The 36-year-old has spent the last three years soaring across Scotland, but now cannot even rest properly on her perch.
And her protectors claim they will be forced to put the suffering bird down in less than 14 days unless they can raise £2000 for an MRI scan.
However, staff at Elite Falconry in Fife, who taught Methuselah how to fly in 2008, say they cannot afford to have her debilitating brain condition treated.
They blame a legal ban on them using the bird for commercial gain for their lack of funds and are calling for a change in legislation.
The eagle could potentially live for a further 10 years if she is healed.
The centre’s head falconer Barry Blyther said: “We think Methuselah has a brain or spinal injury which has forced her to give up flying. It’s devastating to see after everything that has happened to her. We don’t know what to do.
“When she first came here she had a lean when she sat on her perch but her equilibrium was perfect when we finally encouraged her to fly. She was a picture of symmetry.”
But in the last 18 months staff at the centre have noticed that her lean is rapidly deteriorating.
“Now because of her condition, we’ve had to take the decision to stop flying her because when she closes her wings during descent, she crash lands,” said Mr Blyther.

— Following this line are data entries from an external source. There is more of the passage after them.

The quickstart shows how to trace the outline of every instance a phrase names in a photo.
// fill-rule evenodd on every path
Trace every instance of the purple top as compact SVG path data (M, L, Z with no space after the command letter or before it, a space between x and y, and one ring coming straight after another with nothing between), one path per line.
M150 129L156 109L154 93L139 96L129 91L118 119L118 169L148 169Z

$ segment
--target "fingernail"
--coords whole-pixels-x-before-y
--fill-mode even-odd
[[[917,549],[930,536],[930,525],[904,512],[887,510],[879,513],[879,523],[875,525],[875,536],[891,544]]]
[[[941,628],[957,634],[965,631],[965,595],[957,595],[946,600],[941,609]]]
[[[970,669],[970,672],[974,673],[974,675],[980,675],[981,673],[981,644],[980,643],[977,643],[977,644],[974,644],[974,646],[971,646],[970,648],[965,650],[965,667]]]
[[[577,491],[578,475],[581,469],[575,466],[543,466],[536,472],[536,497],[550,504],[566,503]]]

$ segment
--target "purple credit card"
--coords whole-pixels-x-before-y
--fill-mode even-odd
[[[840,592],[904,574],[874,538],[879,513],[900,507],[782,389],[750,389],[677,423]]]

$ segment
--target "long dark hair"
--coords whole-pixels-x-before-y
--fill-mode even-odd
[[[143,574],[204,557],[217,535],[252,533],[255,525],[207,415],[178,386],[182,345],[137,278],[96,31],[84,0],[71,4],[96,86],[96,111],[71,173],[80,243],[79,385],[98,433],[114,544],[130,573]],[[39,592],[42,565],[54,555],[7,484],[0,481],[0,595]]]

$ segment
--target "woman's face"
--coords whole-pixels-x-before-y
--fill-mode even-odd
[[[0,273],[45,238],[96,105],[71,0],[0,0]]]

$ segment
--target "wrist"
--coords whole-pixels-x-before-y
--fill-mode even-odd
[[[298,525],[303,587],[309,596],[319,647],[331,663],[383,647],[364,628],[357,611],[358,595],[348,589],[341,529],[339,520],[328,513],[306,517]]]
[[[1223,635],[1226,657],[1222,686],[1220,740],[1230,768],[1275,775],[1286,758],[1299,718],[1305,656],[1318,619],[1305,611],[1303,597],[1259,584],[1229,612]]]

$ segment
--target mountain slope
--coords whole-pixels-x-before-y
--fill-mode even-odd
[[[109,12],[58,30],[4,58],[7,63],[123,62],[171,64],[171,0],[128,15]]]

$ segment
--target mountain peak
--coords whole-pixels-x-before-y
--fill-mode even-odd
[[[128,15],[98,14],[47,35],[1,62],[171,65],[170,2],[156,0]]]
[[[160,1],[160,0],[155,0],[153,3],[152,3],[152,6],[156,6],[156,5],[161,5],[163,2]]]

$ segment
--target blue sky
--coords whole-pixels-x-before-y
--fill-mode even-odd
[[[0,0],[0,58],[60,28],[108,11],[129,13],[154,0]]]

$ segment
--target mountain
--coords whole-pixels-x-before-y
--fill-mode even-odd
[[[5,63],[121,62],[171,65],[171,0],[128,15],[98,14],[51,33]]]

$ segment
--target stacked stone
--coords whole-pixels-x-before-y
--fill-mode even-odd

“It’s horrible. I now have to lean down behind her and pick her up like a child, with her legs tucked in to move her,” he said.
“The smallest gust of wind blows her over from her perch and she just hangs upside down because she can’t get upright.”
Captured illegally from the wild by a woman in 1979, Methuselah was confiscated by the Government in the same year and was re-homed in the Highlands Wildlife Park where staff kept her in an aviary with a male companion.
But when the male died, staff at the park re-homed her in Yorkshire where efforts were made to allow Methuselah to breed offspring using artificial insemination.
After several failed attempts at producing young, Methuselah was then re-homed in Elite Falconry where she was taught to fly.
Mr Blyther says Methuselah will have to be put down within the next two weeks if they cannot come up with the money for her MRI scan.
“We have had several consultations with our vet but we cannot be sure what’s wrong until we send her for a brain scan, which costs a fortune. We just don’t have those kind of funds here.”
According to Mr Blyther, the legislation covering birds of prey is to blame for Methuselah’s imminent demise.
Tourists are able to pay to see other birds at the centre perform flying demonstrations or go on hunting trips – something Methuselah is banned from taking part in.
The legislation came into force under the European Wildlife Trade Regulation Act 1997- designed to prevent animals from the wild being taken captive for financial gain.
Mr Blyther said: “The current law was designed to remove temptation to take birds from the wild, but birds unsuitable for re-release should be treated under a new sub-section.
“The bird should be allowed to be used commercially to allow the chosen guardian to use the bird to help fund its food, accommodation, vets fees, daily care; perhaps even a breeding partner.”
Conservative MSP Alex Johnstone said rules needed to be strictly adhered to, but said exceptions should be made in some cases.